Among the many people made happy that the home at 212 Willard Ave. NE has new interior walls, floors, furnace, roof, cabinets, electrical and plumbing is the next-door neighbor, Elaine Sherbourne.

“We’ve been here 10 years. It’s 5,000 percent better,” she said of the house Thursday afternoon as a throng of people turned out for the dedication ceremony of the Habitat For Humanity project. Another partner is Trumbull Neighborhood Partnership, which donated the house through the Trumbull County Land Bank.

Of course the new owners, Tanya and Timothy Jornigan, and their two children are happy, too, that they get a mostly new home for the cost of a zero percent loan.

Michael Ondrey, Habitat construction manager, explained that the organization’s motto is, “We’re a hand up, not a hand out” because the Jornigans will pay the appraised value of the home to the bank.

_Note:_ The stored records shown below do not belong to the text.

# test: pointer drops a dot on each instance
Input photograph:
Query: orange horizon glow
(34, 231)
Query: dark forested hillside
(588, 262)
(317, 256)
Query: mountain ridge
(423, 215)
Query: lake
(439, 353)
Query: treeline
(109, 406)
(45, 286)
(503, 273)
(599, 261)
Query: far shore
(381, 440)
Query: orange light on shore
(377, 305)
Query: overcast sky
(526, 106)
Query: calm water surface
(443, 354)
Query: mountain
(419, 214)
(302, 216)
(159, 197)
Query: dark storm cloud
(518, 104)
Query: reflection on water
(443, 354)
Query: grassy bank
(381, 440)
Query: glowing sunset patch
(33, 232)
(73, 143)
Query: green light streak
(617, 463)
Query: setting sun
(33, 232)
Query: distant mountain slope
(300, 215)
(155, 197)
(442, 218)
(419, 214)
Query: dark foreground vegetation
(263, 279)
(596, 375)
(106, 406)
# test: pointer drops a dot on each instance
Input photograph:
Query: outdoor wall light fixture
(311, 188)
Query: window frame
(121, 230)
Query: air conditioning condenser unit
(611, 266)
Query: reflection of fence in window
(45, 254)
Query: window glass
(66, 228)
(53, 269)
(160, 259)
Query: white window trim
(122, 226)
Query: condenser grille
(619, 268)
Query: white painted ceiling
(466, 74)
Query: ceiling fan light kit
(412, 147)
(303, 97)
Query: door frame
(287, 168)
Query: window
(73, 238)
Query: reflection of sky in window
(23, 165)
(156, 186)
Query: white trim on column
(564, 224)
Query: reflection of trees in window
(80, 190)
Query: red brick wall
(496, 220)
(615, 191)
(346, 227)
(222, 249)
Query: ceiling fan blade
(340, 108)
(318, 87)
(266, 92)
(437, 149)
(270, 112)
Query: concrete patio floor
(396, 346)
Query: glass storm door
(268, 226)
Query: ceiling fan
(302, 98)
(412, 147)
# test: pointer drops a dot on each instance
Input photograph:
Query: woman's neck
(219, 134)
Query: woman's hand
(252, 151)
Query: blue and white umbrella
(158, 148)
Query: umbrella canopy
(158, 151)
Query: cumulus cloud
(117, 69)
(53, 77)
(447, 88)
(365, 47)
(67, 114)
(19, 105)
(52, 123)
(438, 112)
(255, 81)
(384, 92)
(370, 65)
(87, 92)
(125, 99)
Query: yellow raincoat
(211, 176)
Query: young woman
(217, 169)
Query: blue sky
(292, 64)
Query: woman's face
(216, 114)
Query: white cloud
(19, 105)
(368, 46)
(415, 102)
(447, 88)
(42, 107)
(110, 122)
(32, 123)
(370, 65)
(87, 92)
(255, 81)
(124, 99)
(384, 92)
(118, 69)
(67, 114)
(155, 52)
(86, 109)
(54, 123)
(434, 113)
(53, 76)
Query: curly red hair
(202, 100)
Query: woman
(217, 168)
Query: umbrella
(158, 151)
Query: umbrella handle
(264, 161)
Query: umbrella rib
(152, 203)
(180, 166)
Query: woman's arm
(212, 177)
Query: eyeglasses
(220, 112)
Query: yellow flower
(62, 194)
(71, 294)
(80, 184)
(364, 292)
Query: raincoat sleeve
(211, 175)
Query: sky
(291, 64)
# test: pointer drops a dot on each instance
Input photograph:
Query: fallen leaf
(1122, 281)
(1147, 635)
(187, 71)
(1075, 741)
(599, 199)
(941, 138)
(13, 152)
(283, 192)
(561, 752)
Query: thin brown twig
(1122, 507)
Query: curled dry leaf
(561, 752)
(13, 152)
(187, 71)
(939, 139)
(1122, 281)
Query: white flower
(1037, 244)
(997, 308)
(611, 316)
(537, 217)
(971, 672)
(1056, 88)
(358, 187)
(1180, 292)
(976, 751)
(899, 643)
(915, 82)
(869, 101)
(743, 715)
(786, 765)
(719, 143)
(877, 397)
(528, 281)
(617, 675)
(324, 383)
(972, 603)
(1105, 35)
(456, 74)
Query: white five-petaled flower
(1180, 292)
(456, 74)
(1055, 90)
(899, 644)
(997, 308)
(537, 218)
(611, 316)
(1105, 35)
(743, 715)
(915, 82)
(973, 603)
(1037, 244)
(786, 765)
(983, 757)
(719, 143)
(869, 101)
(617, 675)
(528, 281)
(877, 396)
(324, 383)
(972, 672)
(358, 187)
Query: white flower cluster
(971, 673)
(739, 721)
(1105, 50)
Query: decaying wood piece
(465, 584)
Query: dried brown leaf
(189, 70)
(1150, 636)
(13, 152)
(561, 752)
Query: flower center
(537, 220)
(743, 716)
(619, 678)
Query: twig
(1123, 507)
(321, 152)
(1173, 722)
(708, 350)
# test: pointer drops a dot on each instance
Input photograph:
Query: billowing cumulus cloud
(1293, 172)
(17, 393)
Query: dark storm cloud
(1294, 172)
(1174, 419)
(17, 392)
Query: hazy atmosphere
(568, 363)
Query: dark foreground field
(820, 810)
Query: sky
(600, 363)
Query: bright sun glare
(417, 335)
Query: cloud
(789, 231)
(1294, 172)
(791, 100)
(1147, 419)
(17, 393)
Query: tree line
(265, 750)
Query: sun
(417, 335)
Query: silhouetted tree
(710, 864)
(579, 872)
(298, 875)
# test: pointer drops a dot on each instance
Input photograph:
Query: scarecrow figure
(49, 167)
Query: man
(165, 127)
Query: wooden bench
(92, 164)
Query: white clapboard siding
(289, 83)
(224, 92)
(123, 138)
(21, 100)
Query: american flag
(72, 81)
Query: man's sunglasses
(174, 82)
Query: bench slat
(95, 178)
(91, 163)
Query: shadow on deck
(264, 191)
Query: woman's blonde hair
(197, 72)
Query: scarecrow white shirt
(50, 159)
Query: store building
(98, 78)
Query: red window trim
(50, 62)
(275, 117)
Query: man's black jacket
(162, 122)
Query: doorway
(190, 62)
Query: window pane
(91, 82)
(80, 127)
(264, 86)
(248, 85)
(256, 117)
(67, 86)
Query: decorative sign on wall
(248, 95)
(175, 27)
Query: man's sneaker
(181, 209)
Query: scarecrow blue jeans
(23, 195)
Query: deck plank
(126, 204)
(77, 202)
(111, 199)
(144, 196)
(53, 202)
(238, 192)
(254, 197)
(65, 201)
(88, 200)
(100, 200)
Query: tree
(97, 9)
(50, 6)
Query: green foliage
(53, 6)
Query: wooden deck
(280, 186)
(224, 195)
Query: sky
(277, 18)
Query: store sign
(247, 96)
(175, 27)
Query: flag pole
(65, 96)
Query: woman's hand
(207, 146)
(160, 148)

But the zero percent loan makes the home affordable in situations where a home would not normally be affordable.

For construction volunteer Tanzia Turkali, the project represented an outlet for her desire to do something for the community while giving her more purpose in her life.

“Quite frankly, I was bored and I was lonely,” she said of her life before she started volunteering 41/2 years ago with Habitat.

In this project, she has been able to show others things she has learned – such as how to install windows – not only from working on homes with her father years ago, but also from Habitat projects.

“I’ve learned how this house is built from the footers up,” she said. On this project, she also served as paint coordinator for the more than 400 volunteers who worked on the project over the past year.

The materials used in the project were purchased with $60,000 provided by the city of Warren through two home-related grant programs.

David Redig, Habitat of the Mahoning Valley board member, said Habitat fills a need of “people in the Mahoning Valley who would love to have a home.”

The construction on this home took about twice as long as normal because the project could not be completed until the family who would live there was identified. Successful applicants must be low-income but able to pay the mortgage and other costs, Ondrey said.